Kendisi, karısı, kızı ve bir yakını için istemediği bir şeyi başkası için sindirebilen; asla insan olamayacağı gibi hayvandan da daha aşağı bir yaratıktır.

“Namuslu insan, hakkını yerine getirdiği görevle ölçen insandır.” Lacordina

Hz. Muhammed (Sallallahu Aleyhi Vesellem)

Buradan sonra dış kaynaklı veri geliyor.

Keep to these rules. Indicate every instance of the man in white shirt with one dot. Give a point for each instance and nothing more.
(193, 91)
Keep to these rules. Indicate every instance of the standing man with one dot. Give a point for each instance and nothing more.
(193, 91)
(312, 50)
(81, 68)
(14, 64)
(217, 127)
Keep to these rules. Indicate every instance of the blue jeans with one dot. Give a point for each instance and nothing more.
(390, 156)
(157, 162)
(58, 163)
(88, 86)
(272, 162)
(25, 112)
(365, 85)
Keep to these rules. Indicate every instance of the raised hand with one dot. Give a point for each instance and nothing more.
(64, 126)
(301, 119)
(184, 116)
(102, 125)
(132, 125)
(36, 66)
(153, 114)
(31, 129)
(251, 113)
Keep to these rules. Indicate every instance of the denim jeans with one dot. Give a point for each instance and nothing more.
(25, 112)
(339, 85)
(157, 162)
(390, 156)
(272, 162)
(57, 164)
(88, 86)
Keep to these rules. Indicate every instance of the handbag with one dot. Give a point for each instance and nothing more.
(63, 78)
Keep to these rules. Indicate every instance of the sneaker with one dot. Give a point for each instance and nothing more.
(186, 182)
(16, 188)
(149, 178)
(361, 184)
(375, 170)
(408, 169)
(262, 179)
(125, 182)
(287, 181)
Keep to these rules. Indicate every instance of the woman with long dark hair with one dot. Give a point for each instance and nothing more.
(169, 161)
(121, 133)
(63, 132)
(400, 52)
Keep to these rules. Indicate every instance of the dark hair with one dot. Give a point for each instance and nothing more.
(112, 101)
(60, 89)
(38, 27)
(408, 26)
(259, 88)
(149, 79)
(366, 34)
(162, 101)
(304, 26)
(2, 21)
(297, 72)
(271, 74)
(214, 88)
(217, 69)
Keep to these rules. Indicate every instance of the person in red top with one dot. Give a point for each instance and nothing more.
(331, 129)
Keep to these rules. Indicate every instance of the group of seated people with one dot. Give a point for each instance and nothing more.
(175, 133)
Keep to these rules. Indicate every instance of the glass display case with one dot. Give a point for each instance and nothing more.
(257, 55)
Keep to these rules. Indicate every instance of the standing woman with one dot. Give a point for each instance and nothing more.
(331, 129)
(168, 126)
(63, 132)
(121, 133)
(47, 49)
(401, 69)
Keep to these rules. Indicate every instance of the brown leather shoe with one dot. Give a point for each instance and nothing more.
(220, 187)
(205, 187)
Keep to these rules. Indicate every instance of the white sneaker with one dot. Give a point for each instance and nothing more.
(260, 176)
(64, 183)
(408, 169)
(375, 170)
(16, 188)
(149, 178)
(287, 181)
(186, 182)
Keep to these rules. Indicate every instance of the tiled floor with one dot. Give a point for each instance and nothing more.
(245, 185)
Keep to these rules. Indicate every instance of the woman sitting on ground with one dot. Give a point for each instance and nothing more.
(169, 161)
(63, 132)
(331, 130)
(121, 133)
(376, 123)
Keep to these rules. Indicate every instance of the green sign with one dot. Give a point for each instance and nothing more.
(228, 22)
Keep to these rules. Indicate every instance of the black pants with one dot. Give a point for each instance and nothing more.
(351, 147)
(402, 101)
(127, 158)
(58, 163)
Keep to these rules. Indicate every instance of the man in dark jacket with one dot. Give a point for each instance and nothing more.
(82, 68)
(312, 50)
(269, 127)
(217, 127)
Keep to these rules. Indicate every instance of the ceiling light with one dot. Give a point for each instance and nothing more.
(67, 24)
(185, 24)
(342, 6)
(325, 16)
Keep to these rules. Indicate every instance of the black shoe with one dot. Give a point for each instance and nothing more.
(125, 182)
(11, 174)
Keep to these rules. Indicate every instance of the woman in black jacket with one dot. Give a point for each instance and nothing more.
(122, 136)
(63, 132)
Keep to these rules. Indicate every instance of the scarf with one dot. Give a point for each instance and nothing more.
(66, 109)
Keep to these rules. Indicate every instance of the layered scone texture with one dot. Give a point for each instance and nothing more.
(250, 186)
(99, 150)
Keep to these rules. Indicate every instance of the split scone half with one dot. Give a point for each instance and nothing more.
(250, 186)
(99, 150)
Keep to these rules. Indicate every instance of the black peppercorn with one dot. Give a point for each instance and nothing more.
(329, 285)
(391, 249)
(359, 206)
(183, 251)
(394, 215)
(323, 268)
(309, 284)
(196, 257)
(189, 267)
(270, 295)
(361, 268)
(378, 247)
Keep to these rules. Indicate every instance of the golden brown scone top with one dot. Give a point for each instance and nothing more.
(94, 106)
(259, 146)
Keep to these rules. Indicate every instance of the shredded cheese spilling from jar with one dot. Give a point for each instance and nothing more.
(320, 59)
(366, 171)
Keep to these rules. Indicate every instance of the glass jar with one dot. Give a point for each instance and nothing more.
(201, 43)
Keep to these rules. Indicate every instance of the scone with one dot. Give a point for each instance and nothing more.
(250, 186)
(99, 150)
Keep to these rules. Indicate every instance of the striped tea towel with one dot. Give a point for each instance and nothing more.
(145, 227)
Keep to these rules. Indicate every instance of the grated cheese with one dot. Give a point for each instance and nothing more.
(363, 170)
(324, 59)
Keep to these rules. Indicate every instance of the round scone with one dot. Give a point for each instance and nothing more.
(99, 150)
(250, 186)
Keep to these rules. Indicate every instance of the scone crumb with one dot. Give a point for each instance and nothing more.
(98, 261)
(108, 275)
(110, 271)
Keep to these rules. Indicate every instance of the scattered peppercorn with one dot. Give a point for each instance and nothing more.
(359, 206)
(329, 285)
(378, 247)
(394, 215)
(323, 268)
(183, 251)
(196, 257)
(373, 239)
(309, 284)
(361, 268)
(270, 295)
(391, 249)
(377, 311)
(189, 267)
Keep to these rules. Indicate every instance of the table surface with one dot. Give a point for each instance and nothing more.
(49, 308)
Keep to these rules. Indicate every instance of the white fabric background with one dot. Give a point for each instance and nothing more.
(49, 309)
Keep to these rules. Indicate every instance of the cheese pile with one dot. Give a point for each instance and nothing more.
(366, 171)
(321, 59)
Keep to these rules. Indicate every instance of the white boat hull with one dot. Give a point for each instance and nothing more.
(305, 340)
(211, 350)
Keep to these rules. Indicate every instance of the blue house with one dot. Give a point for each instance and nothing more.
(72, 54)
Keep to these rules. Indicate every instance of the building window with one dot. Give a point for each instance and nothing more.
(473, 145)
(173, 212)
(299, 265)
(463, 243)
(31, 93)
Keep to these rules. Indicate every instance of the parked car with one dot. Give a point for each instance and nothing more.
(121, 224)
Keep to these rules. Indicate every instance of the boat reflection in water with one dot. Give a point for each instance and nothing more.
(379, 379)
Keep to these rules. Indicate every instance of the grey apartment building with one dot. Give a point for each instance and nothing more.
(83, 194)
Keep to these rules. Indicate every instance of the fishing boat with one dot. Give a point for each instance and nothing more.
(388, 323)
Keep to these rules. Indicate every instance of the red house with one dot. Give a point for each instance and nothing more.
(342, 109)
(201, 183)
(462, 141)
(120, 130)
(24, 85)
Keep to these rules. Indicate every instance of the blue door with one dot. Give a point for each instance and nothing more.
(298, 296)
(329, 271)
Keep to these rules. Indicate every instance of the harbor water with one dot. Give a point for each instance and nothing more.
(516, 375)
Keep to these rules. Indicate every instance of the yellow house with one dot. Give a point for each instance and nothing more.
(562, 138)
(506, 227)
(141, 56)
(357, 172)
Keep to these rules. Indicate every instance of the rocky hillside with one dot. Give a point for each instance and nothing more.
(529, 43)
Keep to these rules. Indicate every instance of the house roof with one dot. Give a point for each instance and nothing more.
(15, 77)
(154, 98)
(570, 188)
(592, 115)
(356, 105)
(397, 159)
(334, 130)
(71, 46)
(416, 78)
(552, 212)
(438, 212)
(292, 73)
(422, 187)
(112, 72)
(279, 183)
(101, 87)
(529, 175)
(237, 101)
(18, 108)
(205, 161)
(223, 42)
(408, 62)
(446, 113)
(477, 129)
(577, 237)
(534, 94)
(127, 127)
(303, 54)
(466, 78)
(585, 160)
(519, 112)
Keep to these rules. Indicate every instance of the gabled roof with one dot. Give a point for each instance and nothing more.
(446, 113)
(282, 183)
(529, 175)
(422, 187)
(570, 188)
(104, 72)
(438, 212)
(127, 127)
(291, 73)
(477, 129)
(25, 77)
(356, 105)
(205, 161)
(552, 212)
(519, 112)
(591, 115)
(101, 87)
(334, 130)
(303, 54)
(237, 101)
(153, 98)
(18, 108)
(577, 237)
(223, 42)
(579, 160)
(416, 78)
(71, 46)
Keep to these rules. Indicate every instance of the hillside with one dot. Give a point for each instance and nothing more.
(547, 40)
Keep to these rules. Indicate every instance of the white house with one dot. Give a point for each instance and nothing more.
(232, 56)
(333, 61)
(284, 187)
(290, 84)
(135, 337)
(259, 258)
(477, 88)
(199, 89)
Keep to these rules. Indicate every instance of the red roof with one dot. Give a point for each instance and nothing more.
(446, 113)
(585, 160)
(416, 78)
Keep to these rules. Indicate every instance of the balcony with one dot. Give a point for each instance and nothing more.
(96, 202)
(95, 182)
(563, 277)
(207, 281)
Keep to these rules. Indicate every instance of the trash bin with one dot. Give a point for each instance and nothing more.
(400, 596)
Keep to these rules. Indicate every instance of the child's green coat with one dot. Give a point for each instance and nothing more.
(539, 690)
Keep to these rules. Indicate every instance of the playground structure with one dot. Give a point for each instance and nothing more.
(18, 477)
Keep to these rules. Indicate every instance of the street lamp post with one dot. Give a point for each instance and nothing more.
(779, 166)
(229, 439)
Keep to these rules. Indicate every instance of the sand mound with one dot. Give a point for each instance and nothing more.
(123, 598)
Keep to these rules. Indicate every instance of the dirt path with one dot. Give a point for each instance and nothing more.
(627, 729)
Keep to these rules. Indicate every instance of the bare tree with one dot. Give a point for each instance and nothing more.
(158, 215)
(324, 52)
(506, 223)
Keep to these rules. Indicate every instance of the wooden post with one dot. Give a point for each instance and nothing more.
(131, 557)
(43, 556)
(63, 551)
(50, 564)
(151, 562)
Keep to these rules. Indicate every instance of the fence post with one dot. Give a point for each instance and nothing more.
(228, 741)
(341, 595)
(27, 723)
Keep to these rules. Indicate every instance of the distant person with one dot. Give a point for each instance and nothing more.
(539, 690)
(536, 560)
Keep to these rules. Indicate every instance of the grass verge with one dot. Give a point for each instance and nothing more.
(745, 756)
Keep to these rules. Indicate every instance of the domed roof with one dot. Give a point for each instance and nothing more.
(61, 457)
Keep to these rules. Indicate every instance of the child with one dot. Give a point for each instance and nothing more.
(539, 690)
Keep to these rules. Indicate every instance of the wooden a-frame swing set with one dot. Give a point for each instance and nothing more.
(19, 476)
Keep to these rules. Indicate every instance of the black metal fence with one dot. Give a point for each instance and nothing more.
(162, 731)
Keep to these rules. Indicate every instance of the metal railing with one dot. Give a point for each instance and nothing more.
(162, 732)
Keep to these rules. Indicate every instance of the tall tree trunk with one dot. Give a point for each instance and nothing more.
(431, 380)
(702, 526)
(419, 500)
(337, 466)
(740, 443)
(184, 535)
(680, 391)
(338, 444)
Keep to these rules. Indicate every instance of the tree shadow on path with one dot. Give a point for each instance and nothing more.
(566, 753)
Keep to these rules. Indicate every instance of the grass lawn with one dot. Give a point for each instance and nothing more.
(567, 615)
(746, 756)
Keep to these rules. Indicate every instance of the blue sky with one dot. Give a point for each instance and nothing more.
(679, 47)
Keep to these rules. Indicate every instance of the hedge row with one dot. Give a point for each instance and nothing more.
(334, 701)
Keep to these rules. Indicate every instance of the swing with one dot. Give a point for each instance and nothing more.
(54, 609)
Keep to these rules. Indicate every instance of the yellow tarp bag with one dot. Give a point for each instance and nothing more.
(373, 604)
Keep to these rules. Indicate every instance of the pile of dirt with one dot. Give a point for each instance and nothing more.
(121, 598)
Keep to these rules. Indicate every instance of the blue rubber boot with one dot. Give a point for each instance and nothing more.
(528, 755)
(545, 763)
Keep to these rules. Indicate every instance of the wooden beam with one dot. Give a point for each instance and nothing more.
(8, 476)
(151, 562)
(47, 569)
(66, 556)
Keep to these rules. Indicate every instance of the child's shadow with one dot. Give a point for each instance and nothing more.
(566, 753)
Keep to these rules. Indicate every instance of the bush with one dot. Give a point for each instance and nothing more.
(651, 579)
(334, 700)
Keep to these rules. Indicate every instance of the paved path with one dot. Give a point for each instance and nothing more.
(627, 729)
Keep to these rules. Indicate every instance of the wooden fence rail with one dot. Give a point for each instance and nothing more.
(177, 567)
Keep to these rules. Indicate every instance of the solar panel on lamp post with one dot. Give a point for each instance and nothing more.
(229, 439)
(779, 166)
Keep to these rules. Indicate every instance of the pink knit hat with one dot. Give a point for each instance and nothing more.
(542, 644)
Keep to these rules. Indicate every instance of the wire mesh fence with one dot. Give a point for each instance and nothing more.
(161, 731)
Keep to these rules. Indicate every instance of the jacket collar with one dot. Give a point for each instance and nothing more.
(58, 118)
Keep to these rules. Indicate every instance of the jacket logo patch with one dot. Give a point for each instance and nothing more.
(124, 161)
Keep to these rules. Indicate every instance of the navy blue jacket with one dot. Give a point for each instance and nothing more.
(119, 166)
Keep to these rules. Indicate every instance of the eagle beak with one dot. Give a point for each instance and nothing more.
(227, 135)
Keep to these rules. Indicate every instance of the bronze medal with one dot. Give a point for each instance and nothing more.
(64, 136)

1. Herkesin can, mal ve namusu tecavüzden korunmuştur.
2. Kimsenin kimseye zarar vermeye hakkı yoktur.
3. Bütün Müslümanlar kardeştirler.
4. Faiz yasaktır.
5. Kan davaları ve adaleti şahsen yerine getirmek yasaktır.
6. Kadınlar, erkeklerin hayat arkadaşlarıdır; buna göre onlara iyi muamele edilecektir. Onların da tıpkı erkekler gibi mal ve mülke şahsen tasarruf hakları olacaktır.
7. İnsanlar ırk ve renk farkı gözetilmeksizin birbirlerine eşittirler.
8. Kölelere, efendilerinin aile fertlerinden birisiymiş gibi muamele edilecektir.
9.Servetin bir elde birikmemesi için bütün varislerine isabet eden meşru hakları verilecektir.
10. Bütün borçlar iade edilecek ve ariyet (geçici olarak alınan şey, ödünç) olarak ne alınmışsa iade edilecektir.
11. Zina ve aile hayatına zarar verebilecek her şey yasaktır.